For any mirror method, run a daily job to check for newly updated files. Unix/Linux employs cron for this; Windows systems could use the task scheduler. We can help you with setting up the mirroring software, or any other details, if you would like.

We'll add your site to the list of mirrors, so people can find you. The FTP directories are the only part we offer for mirror.

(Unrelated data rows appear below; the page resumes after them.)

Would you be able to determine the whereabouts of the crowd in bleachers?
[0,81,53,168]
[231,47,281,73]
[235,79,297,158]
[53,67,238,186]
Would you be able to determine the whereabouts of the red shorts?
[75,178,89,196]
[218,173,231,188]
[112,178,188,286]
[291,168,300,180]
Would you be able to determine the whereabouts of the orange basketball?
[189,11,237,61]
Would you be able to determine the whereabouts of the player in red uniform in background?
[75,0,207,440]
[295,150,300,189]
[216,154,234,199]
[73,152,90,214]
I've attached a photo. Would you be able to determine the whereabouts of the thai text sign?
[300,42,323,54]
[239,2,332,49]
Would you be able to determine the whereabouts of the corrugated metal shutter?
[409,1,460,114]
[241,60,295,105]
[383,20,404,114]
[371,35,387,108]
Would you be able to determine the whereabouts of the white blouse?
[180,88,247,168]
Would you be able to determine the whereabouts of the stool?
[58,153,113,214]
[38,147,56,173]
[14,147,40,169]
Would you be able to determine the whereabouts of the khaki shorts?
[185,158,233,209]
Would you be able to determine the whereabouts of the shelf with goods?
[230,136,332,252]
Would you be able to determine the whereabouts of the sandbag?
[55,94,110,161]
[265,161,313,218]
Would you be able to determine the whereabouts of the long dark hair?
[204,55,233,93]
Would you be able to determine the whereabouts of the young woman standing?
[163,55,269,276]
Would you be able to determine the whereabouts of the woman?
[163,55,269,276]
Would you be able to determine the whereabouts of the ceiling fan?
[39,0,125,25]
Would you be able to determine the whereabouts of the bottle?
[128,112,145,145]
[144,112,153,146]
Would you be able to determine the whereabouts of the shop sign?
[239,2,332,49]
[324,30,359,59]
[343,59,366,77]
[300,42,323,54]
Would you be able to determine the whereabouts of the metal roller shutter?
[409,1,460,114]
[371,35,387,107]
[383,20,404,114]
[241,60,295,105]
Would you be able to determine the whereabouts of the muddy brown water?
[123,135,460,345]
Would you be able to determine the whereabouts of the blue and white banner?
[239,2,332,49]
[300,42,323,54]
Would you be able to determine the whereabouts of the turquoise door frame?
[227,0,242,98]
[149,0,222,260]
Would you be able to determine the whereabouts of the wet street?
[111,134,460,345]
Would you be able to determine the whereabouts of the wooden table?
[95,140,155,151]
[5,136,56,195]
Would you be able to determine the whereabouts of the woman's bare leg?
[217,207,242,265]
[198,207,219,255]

You can download the Project Gutenberg catalog in XML/RDF format via http://www.gutenberg.org/feeds/ if you would like to make your own search software. We do not distribute the central search software at www.gutenberg.org, however.

Once you tell us your mirror is active (email mirrors_AT_pglaf.org, we'll announce it in our next weekly & monthly newsletters. After a month or so (to confirm stability) we'll add you to the mirror list and download facility at http://www.gutenberg.org/.

You might want to view our mirror list to check whether the geographical location of your server would be a good addition to the list.

Thanks for your interest in helping Project Gutenberg reach more readers.